A large number can of course be declared as normal

let sales: number = 123456789;

But it can also be declared as

// This is purely for readability
let sales: number = 123_456_789;

let course: string = 'TypeScript';

But TypeScript can figure this out by itself if you initialize a variable with a value. So it is not necessary to specify that the course is a string, you can simply declare it like this:

let course = 'TypeScript';

The same with a number:

let sales = 123_456_789;

And the same with a boolean

let isPublished: boolean = true;

// Inferring by adding a start value for the variable
let isPublished = true;

If a variable is declared like this:

let lvl;

then the any type is inferred because the variable was not instantiated with a value.

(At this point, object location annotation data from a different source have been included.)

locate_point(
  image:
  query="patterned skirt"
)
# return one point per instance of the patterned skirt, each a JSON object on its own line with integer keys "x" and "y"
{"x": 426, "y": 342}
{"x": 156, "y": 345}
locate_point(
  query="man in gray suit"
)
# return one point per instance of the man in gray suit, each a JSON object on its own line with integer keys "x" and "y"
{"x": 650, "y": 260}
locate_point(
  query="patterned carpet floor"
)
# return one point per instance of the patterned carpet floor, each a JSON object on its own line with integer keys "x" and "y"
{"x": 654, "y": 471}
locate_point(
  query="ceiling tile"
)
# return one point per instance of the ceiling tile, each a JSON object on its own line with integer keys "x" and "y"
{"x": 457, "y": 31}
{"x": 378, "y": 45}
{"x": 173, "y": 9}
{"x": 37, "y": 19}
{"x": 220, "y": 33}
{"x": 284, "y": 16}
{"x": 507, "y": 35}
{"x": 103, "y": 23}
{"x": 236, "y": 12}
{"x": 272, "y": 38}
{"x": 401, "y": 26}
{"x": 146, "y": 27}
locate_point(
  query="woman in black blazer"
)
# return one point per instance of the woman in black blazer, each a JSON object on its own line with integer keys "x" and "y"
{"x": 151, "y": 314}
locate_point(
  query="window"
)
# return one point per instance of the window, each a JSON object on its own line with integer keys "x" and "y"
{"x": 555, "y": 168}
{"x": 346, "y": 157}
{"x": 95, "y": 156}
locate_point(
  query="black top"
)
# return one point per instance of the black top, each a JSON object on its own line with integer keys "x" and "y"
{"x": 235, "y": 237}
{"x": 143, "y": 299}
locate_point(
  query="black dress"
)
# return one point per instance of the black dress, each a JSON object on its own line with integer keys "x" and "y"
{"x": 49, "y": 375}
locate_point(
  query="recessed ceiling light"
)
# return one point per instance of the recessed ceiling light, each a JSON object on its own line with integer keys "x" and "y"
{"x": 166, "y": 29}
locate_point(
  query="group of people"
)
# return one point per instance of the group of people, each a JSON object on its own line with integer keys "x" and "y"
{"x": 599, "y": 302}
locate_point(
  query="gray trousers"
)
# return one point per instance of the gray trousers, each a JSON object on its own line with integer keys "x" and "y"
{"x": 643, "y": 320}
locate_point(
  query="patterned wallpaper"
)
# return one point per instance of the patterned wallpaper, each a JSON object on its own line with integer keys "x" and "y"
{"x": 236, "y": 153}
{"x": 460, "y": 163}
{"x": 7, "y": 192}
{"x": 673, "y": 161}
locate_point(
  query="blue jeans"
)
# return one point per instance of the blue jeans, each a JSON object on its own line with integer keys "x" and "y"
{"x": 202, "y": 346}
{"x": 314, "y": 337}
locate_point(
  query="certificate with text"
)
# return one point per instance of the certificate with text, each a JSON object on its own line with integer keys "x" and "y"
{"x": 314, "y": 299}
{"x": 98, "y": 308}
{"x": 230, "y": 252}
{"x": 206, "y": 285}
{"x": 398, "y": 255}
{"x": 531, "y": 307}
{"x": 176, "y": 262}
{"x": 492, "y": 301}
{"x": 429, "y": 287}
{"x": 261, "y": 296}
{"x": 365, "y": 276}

When you declare a function like this

function render(doc) {
    console.log(doc);
}

The compiler will complain because the doc variable given the any type implicitly. To fix this error you can add the following to the the function

function render(doc: any) {
    console.log(doc);
}

But it may happen that a library has hundreds of these problems and you don't want to go and update each function. In this case you can update the tsconfig.json and update the noImplicitAny setting to false. That will stop the compiler from complaining, but that also defeats the purpose of TypeScript so changing this setting should be avoided if at all possible

• In JavaScript you can have an array like this

let things = [1, 'John', 2];

• In JavaScript this is fine because the arrays are dynamic, but in TypeScript arrays have a type.
• So in TypeScript you can declare and array like this:

let numbers: number[] = [1,2,3];

• Just like when declaring any other type in TypeScript the type can be inferred when a value is given when declaring the array

let numbers = [1,2,3];

• But if you declared it with an empty array

let numbers = [];

• Then this is an any array, that should also be avoided.

Basic tuple declaration

So a tuple is to declare a specific collection of element. In this case it is an element that is of type number and string, and is declared like this:

let user: [number, string] = [1, 'Shaun'];

In JavaScript a tuple is declared as just a normal array.

let user = [1,'Shaun`];

• So to better describe a tuple in TypeScript : It is a set length array where every value has a specific type.
• Referencing a tuple in TypeScript looks like this:

let user: [number, string] = [1, 'Shaun'];

console.log(user[1]) 
// Output: Shaun

var users: [number, string][];
users = [[1, "Steve"], [2, "Bill"], [3, "Jeff"]];

users[0]; // returns 1
users[1]; // returns "Steve"

var user: [number, string] = [1, "Steve"];
user.push(2, "Bill"); 
console.log(user); //Output: [1, 'Steve', 2, 'Bill']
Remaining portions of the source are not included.